Connected Nation began as a public-private partnership in Kentucky and has expanded into several other states as the need to expand broadband technology across the country grows.
McElroy and Julia Johnson, chairwoman of the Video Access Alliance, discussed efforts across the country to get more people online. McElroy outlined the various benefits—from health care to education to economic growth—of expanding broadband access across the country.
And, McElroy pointed out, many of the jobs in the future haven’t even been developed yet. The United States, he said, needs to make sure its students are competitive with students around the world, and having access to broadband technology can help achieve that goal.
Connected Nation donated computers to many students in the states it serves, but McElroy stressed the key component is having broadband access.

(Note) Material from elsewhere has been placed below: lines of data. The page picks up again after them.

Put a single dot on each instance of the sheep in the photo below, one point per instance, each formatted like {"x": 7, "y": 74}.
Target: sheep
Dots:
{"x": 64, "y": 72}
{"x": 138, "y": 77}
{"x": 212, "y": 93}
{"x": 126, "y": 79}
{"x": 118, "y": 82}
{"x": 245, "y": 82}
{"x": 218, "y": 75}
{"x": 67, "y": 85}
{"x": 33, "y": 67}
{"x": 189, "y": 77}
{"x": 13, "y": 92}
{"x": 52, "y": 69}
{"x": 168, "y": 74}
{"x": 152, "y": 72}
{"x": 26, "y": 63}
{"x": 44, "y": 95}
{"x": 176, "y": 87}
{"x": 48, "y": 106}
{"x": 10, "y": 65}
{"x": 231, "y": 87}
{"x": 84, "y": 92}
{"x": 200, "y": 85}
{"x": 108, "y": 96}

Johnson echoed those remarks, and added that it’s also important to provide content that will draw people to the sites that can help them.
“We spend most of our time focused on the transformative power of broadband and what that is doing for all of our states,” Johnson said of her nonprofit organization, which encourages multiple platforms for delivering information and entertainment.
“We have an extraordinary platform that is still being underutilized,” she said. “We are working together to make sure we get the biggest bang from our technology.”